Although I’ve had these experiences my entire life, I’ve never become accustomed to the mirror-sensory overload that hospitals provide. And, while not exactly the same as getting shocked by electrodes, the pain does follow the route of my lumbar and sacral dermatomes, coursing a fiery path to my feet. It’s a whole lot of no fun, and serves as an inborn analogue to aversion therapy. I am averse to hospitals, even while I have big love for the medical professions and the awesome people who work in healthcare, including several members of my family.

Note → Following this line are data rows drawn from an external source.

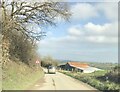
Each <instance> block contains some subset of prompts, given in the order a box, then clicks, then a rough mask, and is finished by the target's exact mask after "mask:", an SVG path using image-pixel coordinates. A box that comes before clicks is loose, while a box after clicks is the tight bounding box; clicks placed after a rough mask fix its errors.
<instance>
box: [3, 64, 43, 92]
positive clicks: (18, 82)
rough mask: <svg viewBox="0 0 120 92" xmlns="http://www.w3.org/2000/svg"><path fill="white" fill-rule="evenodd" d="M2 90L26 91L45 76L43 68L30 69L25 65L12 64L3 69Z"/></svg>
mask: <svg viewBox="0 0 120 92" xmlns="http://www.w3.org/2000/svg"><path fill="white" fill-rule="evenodd" d="M2 75H3V78H2V89H4V90H24V89H26V88H28V87H29V86H30V85H32V84H34V83H35V82H36V81H37V80H38V79H40V78H42V77H43V76H44V73H43V71H42V69H41V68H30V67H29V66H27V65H26V64H24V63H21V62H19V63H15V62H11V63H9V64H7V67H5V68H4V69H3V74H2Z"/></svg>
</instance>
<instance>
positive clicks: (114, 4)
mask: <svg viewBox="0 0 120 92" xmlns="http://www.w3.org/2000/svg"><path fill="white" fill-rule="evenodd" d="M95 7H96V9H97V10H98V11H102V12H103V13H104V14H105V16H106V18H107V19H109V20H112V21H117V20H118V3H117V2H107V3H105V2H104V3H99V4H97V5H96V6H95Z"/></svg>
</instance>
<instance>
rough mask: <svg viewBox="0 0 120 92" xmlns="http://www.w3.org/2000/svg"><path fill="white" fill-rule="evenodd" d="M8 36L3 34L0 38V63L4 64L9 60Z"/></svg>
mask: <svg viewBox="0 0 120 92" xmlns="http://www.w3.org/2000/svg"><path fill="white" fill-rule="evenodd" d="M8 38H9V37H8V36H7V35H4V36H3V38H2V65H3V66H4V65H5V64H6V63H7V62H8V61H9V45H10V42H9V39H8Z"/></svg>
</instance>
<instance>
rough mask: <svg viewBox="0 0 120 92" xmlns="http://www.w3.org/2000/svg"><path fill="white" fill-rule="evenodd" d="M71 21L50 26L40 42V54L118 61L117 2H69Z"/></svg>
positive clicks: (77, 57) (83, 60) (100, 61)
mask: <svg viewBox="0 0 120 92" xmlns="http://www.w3.org/2000/svg"><path fill="white" fill-rule="evenodd" d="M68 4H69V5H70V12H71V13H72V16H71V18H70V22H65V21H63V20H59V21H58V23H57V26H56V27H54V26H52V27H48V28H46V29H45V30H47V31H46V32H47V36H46V37H45V38H44V39H43V40H41V41H40V42H39V43H38V53H39V54H40V55H41V56H46V55H50V56H52V57H53V58H56V59H62V60H73V61H92V62H118V29H117V28H118V6H117V5H118V4H117V2H111V3H110V2H106V3H105V2H104V3H93V2H91V3H80V2H75V3H68Z"/></svg>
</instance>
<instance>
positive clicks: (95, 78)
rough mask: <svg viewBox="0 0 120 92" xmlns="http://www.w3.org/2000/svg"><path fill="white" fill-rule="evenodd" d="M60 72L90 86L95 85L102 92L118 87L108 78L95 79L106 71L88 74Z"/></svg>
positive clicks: (110, 89) (70, 72) (90, 73)
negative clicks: (102, 79) (85, 83)
mask: <svg viewBox="0 0 120 92" xmlns="http://www.w3.org/2000/svg"><path fill="white" fill-rule="evenodd" d="M60 72H61V73H63V74H66V75H68V76H70V77H73V78H75V79H78V80H80V81H82V82H84V83H87V84H89V85H91V86H92V87H95V88H96V89H98V90H101V91H103V92H106V91H107V90H109V92H113V90H119V89H120V86H119V84H117V83H114V82H111V81H109V80H106V81H101V80H98V79H97V78H98V77H100V76H104V75H105V74H106V71H98V72H95V73H90V74H85V73H75V72H67V71H60ZM110 90H112V91H110ZM116 92H118V91H116Z"/></svg>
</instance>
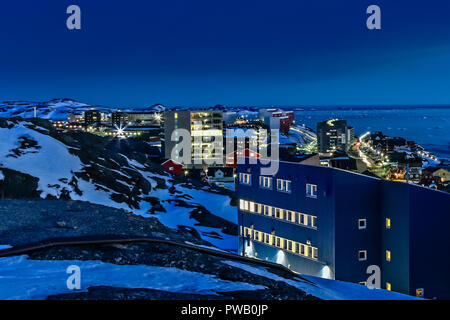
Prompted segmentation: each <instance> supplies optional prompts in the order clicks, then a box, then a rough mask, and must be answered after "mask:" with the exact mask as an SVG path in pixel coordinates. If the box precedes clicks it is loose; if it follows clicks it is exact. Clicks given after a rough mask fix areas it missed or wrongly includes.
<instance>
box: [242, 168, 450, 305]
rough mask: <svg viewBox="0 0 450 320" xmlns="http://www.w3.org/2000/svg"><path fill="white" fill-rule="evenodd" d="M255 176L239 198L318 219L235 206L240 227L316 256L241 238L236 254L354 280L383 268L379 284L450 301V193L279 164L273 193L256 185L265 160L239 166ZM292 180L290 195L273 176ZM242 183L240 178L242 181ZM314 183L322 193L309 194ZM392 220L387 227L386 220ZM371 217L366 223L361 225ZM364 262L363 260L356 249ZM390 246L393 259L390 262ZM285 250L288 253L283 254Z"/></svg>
mask: <svg viewBox="0 0 450 320" xmlns="http://www.w3.org/2000/svg"><path fill="white" fill-rule="evenodd" d="M237 172H238V174H239V173H248V174H251V185H250V186H248V185H243V184H239V183H237V185H236V188H237V195H238V199H245V200H250V201H254V202H255V203H260V204H265V205H270V206H274V207H278V208H282V209H287V210H293V211H297V212H301V213H304V214H309V215H313V216H316V217H317V220H316V226H317V229H314V228H309V227H305V226H301V225H298V224H294V223H291V222H289V221H282V220H279V219H275V218H272V217H267V216H265V215H264V214H258V213H249V212H247V211H242V210H240V209H239V210H238V222H239V226H240V227H247V228H251V227H253V228H254V230H258V231H262V232H265V233H268V234H270V233H272V232H274V233H275V235H276V236H279V237H282V238H286V239H289V240H292V241H296V242H300V243H307V242H310V243H311V245H312V246H313V247H317V248H318V257H317V258H318V259H317V260H313V259H309V258H306V257H302V256H299V255H296V254H293V253H290V252H286V250H281V249H280V248H275V247H270V246H267V245H265V244H262V243H259V242H255V241H249V240H246V239H243V238H242V237H240V241H239V245H240V247H239V251H240V252H241V251H242V250H243V251H246V253H247V254H248V255H250V256H254V257H256V258H259V259H263V260H265V259H267V260H271V261H274V262H278V263H282V264H284V265H286V266H289V267H290V268H291V269H293V270H294V271H298V272H300V273H304V274H309V275H315V276H320V277H330V278H334V279H337V280H344V281H350V282H363V281H366V280H367V278H368V277H369V275H368V274H367V273H366V270H367V267H368V266H370V265H377V266H380V269H381V287H382V288H384V289H385V288H386V283H387V282H388V283H390V285H391V290H393V291H397V292H402V293H405V294H410V295H415V294H416V289H419V288H420V289H423V290H424V296H425V298H435V297H436V298H438V299H450V274H449V273H448V270H449V269H450V255H449V254H448V253H449V252H450V241H449V240H448V231H447V229H448V226H449V225H450V214H449V213H450V212H449V211H448V208H449V207H450V194H448V193H444V192H440V191H435V190H431V189H427V188H423V187H420V186H417V185H413V184H407V183H402V182H393V181H386V180H381V179H377V178H372V177H368V176H364V175H360V174H355V173H351V172H347V171H343V170H339V169H334V168H328V167H319V166H310V165H304V164H297V163H288V162H279V170H278V172H277V173H276V175H275V176H273V181H272V183H273V186H272V190H268V189H264V188H262V187H260V186H259V176H260V165H258V164H252V165H250V164H242V165H241V164H239V165H238V167H237ZM277 178H280V179H286V180H290V181H292V185H291V192H290V193H286V192H280V191H277V188H276V179H277ZM238 180H239V179H238ZM307 183H309V184H314V185H317V198H316V199H313V198H309V197H307V196H306V190H305V188H306V184H307ZM387 218H388V219H390V228H387V227H386V219H387ZM358 219H366V228H365V229H359V228H358ZM359 250H366V251H367V259H366V260H364V261H360V260H359V256H358V251H359ZM386 250H389V251H390V254H391V257H390V261H387V259H386ZM282 252H284V253H282Z"/></svg>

Currently, I’m caught up in an ugly conundrum. One of my therapeutic massage clients is recovering from a serious surgery, and I’d like to pay her a visit. I can go to the hospital to see her and get shocked repeatedly, or I can avoid the hospital and spend every day feeling like a horrible person because I can’t get past my own pain long enough for a social call that might alleviate some of her loneliness. It’s worth noting that I’m not a “special snowflake” easily triggered by life’s daily difficulties, and lacking in grit. Sure, I’ve had a few meltdowns over San Francisco’s notorious parking situation, but I also earned a graduate degree and wrote a novel while working full time and volunteering at a women’s shelter in the skeezy part of The City. I (literally!) just blazed a narrow path to my own front door so that the homeless man sleeping on my doorstep could rest. I also gave him a pillow and blanket, because sometimes doing the right thing means relinquishing one’s comfort and judgement so that someone else has a moment of respite.

In so many ways I’m tenacious in my empathy and compassion. But when it comes to hospitals, I’m shockingly irresolute.